In John Kuester's first year as coach, the Pistons are likely to miss the playoffs for the first time since 2000-01. (Clarence Tabb Jr./The Detroit News)
Auburn Hills
Strange how there's been a training-camp feeling to this Pistons team the last few weeks -- when it should be fine-tuning things for the homestretch to the playoffs.
But this has been anything but a typical season, and certainly nothing first-year head coach John Kuester expected.
And, for that, assistant coach Brian Hill, who has been around the game for 39 years -- and three times has been an NBA head coach (Kuester was his assistant in Orlando) -- feels for Kuester.

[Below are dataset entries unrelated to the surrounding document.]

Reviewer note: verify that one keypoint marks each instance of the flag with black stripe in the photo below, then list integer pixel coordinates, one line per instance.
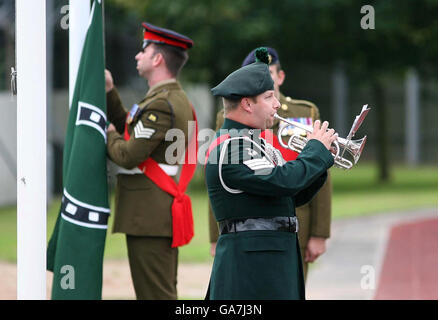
(76, 248)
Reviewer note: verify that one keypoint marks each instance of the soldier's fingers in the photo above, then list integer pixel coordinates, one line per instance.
(324, 126)
(316, 125)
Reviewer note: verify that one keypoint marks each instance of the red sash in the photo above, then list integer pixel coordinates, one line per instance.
(182, 217)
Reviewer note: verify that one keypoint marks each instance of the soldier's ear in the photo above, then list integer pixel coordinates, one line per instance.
(281, 77)
(246, 104)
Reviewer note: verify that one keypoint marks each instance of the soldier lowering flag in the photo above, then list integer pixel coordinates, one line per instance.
(75, 250)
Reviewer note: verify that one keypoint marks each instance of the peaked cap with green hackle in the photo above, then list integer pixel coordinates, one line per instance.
(248, 81)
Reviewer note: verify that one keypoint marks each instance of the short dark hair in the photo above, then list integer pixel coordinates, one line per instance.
(174, 57)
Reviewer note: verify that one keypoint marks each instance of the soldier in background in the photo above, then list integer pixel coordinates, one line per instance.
(314, 217)
(136, 143)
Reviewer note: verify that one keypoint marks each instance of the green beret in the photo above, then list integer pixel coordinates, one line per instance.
(248, 81)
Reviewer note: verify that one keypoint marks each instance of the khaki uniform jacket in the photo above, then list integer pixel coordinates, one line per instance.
(314, 217)
(141, 207)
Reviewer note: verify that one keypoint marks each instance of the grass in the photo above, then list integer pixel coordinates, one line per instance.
(355, 193)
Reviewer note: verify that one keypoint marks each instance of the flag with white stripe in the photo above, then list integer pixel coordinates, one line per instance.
(75, 250)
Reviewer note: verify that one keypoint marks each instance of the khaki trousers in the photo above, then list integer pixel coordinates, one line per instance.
(153, 263)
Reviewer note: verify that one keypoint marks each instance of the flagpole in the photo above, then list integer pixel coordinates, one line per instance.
(31, 149)
(79, 15)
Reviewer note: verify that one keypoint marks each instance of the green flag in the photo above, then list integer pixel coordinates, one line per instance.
(75, 250)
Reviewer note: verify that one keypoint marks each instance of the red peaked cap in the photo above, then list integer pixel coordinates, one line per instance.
(156, 34)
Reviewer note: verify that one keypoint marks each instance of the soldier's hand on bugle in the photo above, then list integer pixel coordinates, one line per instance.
(320, 133)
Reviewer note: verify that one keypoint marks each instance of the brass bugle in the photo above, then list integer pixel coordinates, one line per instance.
(298, 142)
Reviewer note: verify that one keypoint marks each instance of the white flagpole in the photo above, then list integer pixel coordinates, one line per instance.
(31, 148)
(79, 15)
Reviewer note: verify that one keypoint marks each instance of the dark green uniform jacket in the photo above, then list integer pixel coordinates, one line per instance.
(142, 208)
(315, 216)
(260, 264)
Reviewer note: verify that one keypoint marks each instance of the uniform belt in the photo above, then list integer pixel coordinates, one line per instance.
(285, 224)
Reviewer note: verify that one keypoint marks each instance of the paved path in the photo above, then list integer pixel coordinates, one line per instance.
(351, 267)
(365, 259)
(409, 269)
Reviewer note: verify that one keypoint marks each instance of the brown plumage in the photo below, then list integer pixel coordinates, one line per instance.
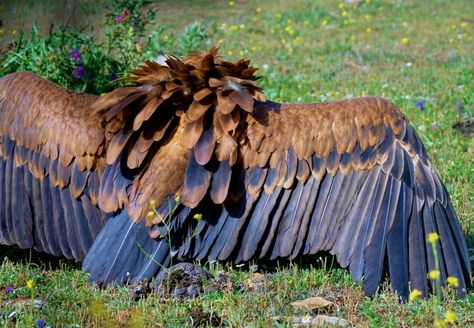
(197, 136)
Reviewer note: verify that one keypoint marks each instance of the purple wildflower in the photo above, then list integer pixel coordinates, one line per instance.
(76, 55)
(79, 71)
(420, 104)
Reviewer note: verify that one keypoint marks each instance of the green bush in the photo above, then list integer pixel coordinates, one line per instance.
(80, 62)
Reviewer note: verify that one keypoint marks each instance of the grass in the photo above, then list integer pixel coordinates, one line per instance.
(309, 51)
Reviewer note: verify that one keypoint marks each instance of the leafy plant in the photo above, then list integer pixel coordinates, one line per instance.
(79, 62)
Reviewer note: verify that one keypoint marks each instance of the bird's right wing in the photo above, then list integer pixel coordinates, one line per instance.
(50, 157)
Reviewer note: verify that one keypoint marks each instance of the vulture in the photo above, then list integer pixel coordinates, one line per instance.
(189, 161)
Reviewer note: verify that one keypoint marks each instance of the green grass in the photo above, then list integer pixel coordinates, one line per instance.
(309, 51)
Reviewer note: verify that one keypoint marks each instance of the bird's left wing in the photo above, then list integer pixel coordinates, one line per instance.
(348, 177)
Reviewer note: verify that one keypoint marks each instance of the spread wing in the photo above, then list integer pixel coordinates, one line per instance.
(269, 180)
(50, 155)
(348, 177)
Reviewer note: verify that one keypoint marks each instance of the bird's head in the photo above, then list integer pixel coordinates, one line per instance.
(200, 91)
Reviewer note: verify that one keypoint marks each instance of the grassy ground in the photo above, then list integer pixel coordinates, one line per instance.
(309, 51)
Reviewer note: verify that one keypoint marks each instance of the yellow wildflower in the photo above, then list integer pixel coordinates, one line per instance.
(450, 317)
(432, 236)
(297, 40)
(453, 282)
(414, 294)
(440, 323)
(434, 274)
(30, 283)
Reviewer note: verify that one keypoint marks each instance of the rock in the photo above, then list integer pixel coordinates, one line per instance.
(200, 318)
(139, 290)
(312, 304)
(256, 282)
(465, 127)
(183, 281)
(220, 282)
(324, 320)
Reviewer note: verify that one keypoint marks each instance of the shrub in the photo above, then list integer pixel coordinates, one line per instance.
(80, 62)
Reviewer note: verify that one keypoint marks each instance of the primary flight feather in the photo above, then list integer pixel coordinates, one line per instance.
(196, 138)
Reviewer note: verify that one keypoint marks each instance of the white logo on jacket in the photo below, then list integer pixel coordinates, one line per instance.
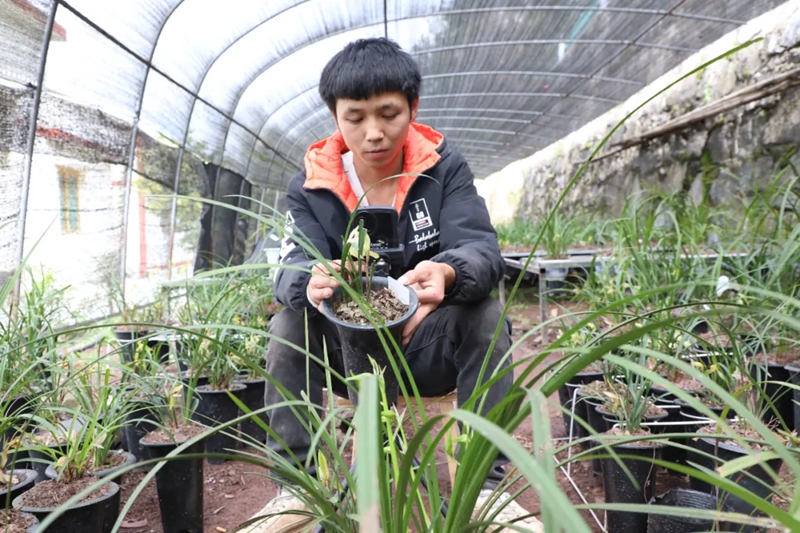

"John is a really good basketball man," Hill said at a recent practice. "He's thorough, a good teacher, and he's going to do a great job as a head coach. It's just a shame that in his first year, this team has gone through something from an injury standpoint they haven't experienced in the last six, seven years."
Kuester had a plan heading into the season; he knew what he wanted to accomplish on the floor. But with the run of injuries to Richard Hamilton, Tayshaun Prince, Ben Gordon and Will Bynum -- you never knew on a given night who was available -- that plan had to be altered.
"It's the most frustrating thing you can go through as a head coach," said Hill, a head coach with the Magic (1993-97), Vancouver Grizzlies (1997-99) and again with Orlando (2005-07). "You plan your season, look at your pieces and what you think you can do, how you're going to organize a team offensively and what schemes you can use defensively, and all of a sudden it all gets thrown to the wind as you start losing guys.
"Especially when (the injuries) overlap. You lose a couple guys for five or six weeks, they come back, and you lose a couple more guys for two weeks. It's hard to get to get any type of continuity or rhythm at either end of the floor.
"You can only talk about that stuff. There's really not a whole lot you can do about it. The main thing is you have to stay the course and try to get across the core principles that you want to teach all year long, regardless of who's on the floor."
Hack a Ben
It was interesting to watch San Antonio and Golden State both use the Hack-a-Ben strategy the last couple of weeks.
Ben Wallace , of course, isn't a good free-throw shooter. So in the fourth quarter of recent games, the Spurs and Warriors both fouled him intentionally. The strategy worked. Wallace made only five of 16 fourth-quarter free throws in the two games.
Still, Kuester said he won't take Wallace out of the lineup in tight-game situations, because he's too valuable as a rebounder and defender.
After the Feb. 21 San Antonio game -- a 109-101 Detroit win -- Hamilton said the entire method should be examined by the NBA.
"That's not basketball," Hamilton said. "The way the rules are set up, though, allows you to do it. Until they make a different rule, it's part of the game, part of team's strategy nowadays."
Wallace is shooting 39 percent from the line.
On the radar
A few eyebrows were raised recently when USA Basketball released a list of possible participants in this summer's World Championships and the 2012 Olympics and Tayshaun Prince wasn't on it.
It turns out the omission has nothing to do with Prince's ability. USA Basketball knew Prince was taking this summer off to fully recover from a back injury suffered early in the season.
Prince, a member of the 2008 Olympic team, will be considered for future teams when healthy.
Elite class
Ben Wallace is one of only four players in NBA history to record 2,000 career blocks and 1,200 career steals. The others are Hall of Famers:.
| Player | Blocks | Steals |
| Hakeem Olajuwon | 3,380 | 2,162 |
| Robert Parish | 2,361 | 1,219 |
| David Robinson | 2,954 | 1,388 |
| Ben Wallace | 2,021 | 1,254 |
Flat stats
The Pistons aren't contending for the postseason -- and one simply needs to look where they rank in stat categories to see why not (through Monday):
71.4 free-throw percentage ... 30th
29.6% 3-point percentage ... 30th
92.4 points per game ... 29th
18.4 assists per game ... 29th
43.9 field-goal percentage ... 27th
By the numbers
57: Rebounds for the Pistons in Saturday's loss to the Warriors, a season high.
30: Victories for the Pistons through 59 games last season, compared to 21 this season.
7: Victories for the Pistons in 26 games against the Western Conference (7-19).